There's plenty of things you can go nuts with here.

Configure from .env

Environment variables are a great way of keeping sensitive information out of your project's codebase. We can store environment variables in numerous different ways, the easiest of which is via command line:

$ export MY_VARIABLE=AAAAtpl%2Bkvro%2BoQ9wRg77VUEpQv%2F
export MY_VARIABLE

Variables stored in this way will only last as long as your current terminal session is open, so this doesn't help us much outside of testing. If we wanted MY_VARIABLE to persist, we could add the above export line to our .bash_profile (or equivalent) to ensure MY_VARIABLE will always exist system-wide.
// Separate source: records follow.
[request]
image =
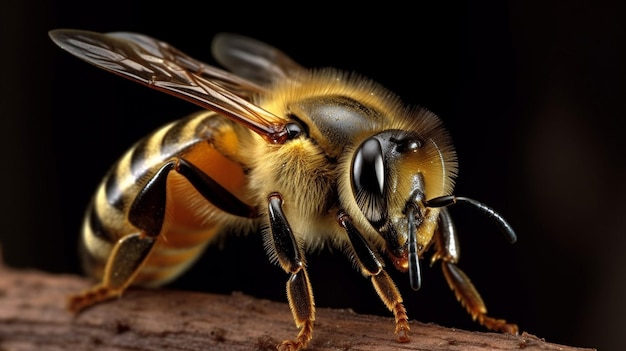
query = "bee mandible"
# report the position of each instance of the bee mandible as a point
(308, 158)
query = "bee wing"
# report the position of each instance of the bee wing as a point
(253, 59)
(160, 66)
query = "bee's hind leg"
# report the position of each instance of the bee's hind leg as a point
(459, 282)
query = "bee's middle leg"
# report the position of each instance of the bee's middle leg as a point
(372, 266)
(291, 259)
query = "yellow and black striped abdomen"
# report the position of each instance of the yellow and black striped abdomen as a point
(206, 140)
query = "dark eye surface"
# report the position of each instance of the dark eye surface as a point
(368, 169)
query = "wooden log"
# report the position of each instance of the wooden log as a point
(33, 317)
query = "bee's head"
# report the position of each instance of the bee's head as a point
(393, 173)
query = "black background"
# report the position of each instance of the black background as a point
(531, 91)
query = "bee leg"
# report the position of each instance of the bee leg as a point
(448, 252)
(124, 261)
(370, 265)
(147, 212)
(285, 249)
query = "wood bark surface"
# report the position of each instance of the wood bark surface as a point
(33, 317)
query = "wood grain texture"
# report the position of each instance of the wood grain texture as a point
(33, 317)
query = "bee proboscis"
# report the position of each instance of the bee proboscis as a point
(308, 158)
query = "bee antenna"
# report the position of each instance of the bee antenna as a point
(505, 227)
(415, 277)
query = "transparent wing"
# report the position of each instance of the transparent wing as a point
(253, 59)
(161, 66)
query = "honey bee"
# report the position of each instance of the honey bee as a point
(308, 158)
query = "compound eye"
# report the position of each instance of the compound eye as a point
(367, 170)
(368, 179)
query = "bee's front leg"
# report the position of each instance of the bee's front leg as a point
(448, 252)
(290, 257)
(372, 266)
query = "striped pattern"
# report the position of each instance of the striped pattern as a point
(190, 223)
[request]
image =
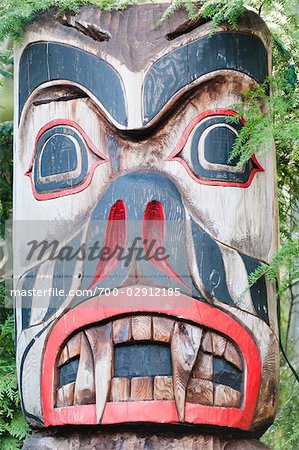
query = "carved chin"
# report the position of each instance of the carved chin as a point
(150, 367)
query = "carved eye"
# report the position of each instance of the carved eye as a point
(64, 159)
(205, 149)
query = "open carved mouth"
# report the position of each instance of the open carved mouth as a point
(114, 361)
(146, 358)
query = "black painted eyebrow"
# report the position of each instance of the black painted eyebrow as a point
(49, 61)
(235, 51)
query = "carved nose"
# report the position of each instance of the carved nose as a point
(143, 207)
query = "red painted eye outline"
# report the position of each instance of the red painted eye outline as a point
(174, 156)
(75, 133)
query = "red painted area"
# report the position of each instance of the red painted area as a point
(153, 233)
(115, 236)
(184, 307)
(174, 155)
(89, 144)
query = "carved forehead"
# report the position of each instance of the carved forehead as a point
(134, 80)
(132, 36)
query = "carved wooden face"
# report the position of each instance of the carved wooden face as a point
(124, 133)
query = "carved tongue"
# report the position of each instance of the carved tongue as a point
(100, 340)
(184, 348)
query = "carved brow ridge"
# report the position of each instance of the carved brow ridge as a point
(49, 61)
(224, 50)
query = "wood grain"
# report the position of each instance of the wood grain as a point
(141, 388)
(162, 329)
(71, 349)
(218, 344)
(163, 388)
(141, 327)
(206, 345)
(122, 330)
(57, 439)
(200, 391)
(232, 355)
(203, 367)
(120, 389)
(65, 395)
(184, 348)
(100, 340)
(227, 396)
(85, 384)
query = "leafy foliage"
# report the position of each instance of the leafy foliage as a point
(13, 428)
(284, 433)
(278, 120)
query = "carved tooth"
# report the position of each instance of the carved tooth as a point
(162, 329)
(65, 395)
(184, 348)
(226, 396)
(100, 340)
(122, 330)
(141, 388)
(71, 349)
(120, 389)
(232, 355)
(85, 386)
Project-specific variables are better suited for .env files living in our project's directory. FOR THE LOVE OF GOD, DON'T COMMIT THESE FILES TO GITHUB.

Let's say we have a .env file with project-related variables like so:

FLASK_ENV=development
FLASK_APP=wsgi.py
COMPRESSOR_DEBUG=True
STATIC_FOLDER=static
TEMPLATES_FOLDER=templates
.env

We can now extract these values in Python using the built-in os.environ:

"""App configuration."""
from os import environ, path
from dotenv import load_dotenv


# Find .env file
basedir = path.abspath(path.dirname(__file__))
load_dotenv(path.join(basedir, '.env'))


# General Config
SECRET_KEY = environ.get('SECRET_KEY')
FLASK_APP = environ.get('FLASK_APP')
FLASK_ENV = environ.get('FLASK_ENV')
env_config.py

Just Use What You Want

There are clearly plenty of ways to set environment and project variables in Python. We could spend all day dissecting the pros and cons of configuration file types. This is one aspect of life we surely don't want to overthink.

Besides, I need to reflect on my life. I just wrote two thousand words about the pros and cons of configuration files, which I'd rather forget before becoming aware of how meaningless my life is.